Share
## https://sploitus.com/exploit?id=EEAC1C04-DDF1-5C0D-BDA0-7EC31B0B8984
# POC_CVE-2026-42589

Local reproduction lab and nuclei template draft for `CVE-2026-42589` affecting Gotenberg.

## Summary

`CVE-2026-42589` is an unauthenticated remote code execution issue in Gotenberg caused by metadata key newline injection in:

```text
POST /forms/pdfengines/metadata/write
```

Affected Gotenberg forwards user-controlled metadata keys to ExifTool without rejecting control characters. A metadata key containing JSON-escaped newlines may be split into additional ExifTool arguments.

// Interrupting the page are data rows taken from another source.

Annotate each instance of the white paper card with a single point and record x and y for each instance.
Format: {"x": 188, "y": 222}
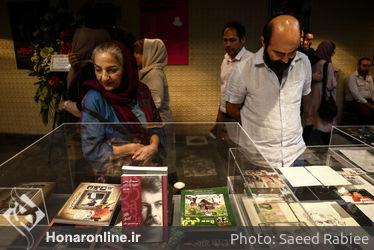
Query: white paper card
{"x": 299, "y": 177}
{"x": 362, "y": 158}
{"x": 60, "y": 63}
{"x": 327, "y": 176}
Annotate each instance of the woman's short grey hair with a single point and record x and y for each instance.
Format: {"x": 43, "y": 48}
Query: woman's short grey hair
{"x": 111, "y": 48}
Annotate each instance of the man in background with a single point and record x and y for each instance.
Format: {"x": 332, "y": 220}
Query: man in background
{"x": 233, "y": 41}
{"x": 271, "y": 84}
{"x": 360, "y": 92}
{"x": 305, "y": 45}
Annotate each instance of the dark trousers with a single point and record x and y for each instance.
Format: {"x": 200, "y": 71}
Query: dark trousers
{"x": 315, "y": 137}
{"x": 366, "y": 115}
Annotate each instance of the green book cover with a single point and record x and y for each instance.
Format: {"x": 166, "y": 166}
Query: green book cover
{"x": 206, "y": 207}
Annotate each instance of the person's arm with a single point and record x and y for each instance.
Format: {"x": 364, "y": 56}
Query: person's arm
{"x": 155, "y": 82}
{"x": 352, "y": 86}
{"x": 146, "y": 152}
{"x": 234, "y": 110}
{"x": 235, "y": 94}
{"x": 371, "y": 87}
{"x": 71, "y": 107}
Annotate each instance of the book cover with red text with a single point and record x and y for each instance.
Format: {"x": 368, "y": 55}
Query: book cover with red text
{"x": 144, "y": 196}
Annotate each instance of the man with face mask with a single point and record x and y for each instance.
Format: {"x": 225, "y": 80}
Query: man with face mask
{"x": 360, "y": 92}
{"x": 271, "y": 84}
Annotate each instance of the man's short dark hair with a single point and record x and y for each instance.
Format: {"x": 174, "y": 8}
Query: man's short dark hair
{"x": 268, "y": 28}
{"x": 240, "y": 30}
{"x": 363, "y": 58}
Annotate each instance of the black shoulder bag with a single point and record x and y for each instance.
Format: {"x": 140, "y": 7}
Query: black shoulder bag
{"x": 328, "y": 108}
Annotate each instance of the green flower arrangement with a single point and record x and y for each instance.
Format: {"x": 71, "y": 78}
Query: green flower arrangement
{"x": 51, "y": 85}
{"x": 52, "y": 35}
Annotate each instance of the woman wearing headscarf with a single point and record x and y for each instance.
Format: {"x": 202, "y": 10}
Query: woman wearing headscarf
{"x": 116, "y": 95}
{"x": 151, "y": 57}
{"x": 312, "y": 102}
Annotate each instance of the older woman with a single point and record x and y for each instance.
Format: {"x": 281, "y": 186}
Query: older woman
{"x": 312, "y": 102}
{"x": 117, "y": 96}
{"x": 151, "y": 58}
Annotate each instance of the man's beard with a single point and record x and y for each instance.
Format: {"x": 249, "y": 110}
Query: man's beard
{"x": 363, "y": 73}
{"x": 278, "y": 66}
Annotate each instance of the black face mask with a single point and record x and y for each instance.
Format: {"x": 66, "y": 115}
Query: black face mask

This lab was used to validate:

- vulnerable behavior on `gotenberg/gotenberg:8.29.1`
- patched behavior on `gotenberg/gotenberg:8.31.0`

The nuclei template uses only a non-destructive `sleep 6` timing check.

## References

- GitHub Advisory: https://github.com/gotenberg/gotenberg/security/advisories/GHSA-rqgh-gxv4-6657
- Fixed release: https://github.com/gotenberg/gotenberg/releases/tag/v8.31.0
- ExifTool docs: https://exiftool.org/exiftool_pod.html

## Files

- `docker-compose.yml`
- `docker-compose.latest.yml`
- `CVE-2026-42589.yaml`
- `README.md`

## Vulnerable Test

Start Gotenberg `8.29.1`:

```bash
docker compose down -v
docker compose up -d
docker compose logs --tail=100 gotenberg
```

Check the version:

```bash
curl -s http://127.0.0.1:3000/version
```

## Patched-Version Control

Start Gotenberg `8.31.0`:

```bash
docker compose -f docker-compose.latest.yml down -v
docker compose -f docker-compose.latest.yml up -d
docker compose -f docker-compose.latest.yml logs --tail=100 gotenberg
```

Check the version:

```bash
curl -s http://127.0.0.1:3000/version
```

## Nuclei

Validate the template:

```bash
nuclei -duc -validate -t CVE-2026-42589.yaml
```

Run against the vulnerable target:

```bash
nuclei -duc -u http://127.0.0.1:3000 -t CVE-2026-42589.yaml
```

Expected behavior:

- `8.29.1`: match after the delayed `500` response
- `8.31.0`: no match

Observed vulnerable result:

```text
[CVE-2026-42589] [http] [critical] http://127.0.0.1:3000/forms/pdfengines/metadata/write
[INF] Scan completed in 6.245907708s. 1 matches found.
```

Observed patched-version result:

```text
[INF] Scan completed in 109.346792ms. No results found.
```

## Notes

- This lab intentionally avoids file writes, reverse shells, and out-of-band callbacks.
- The template detects behavior, not only a version banner.
- No real-world targets were used.
- Use only on systems you own or are explicitly authorized to test.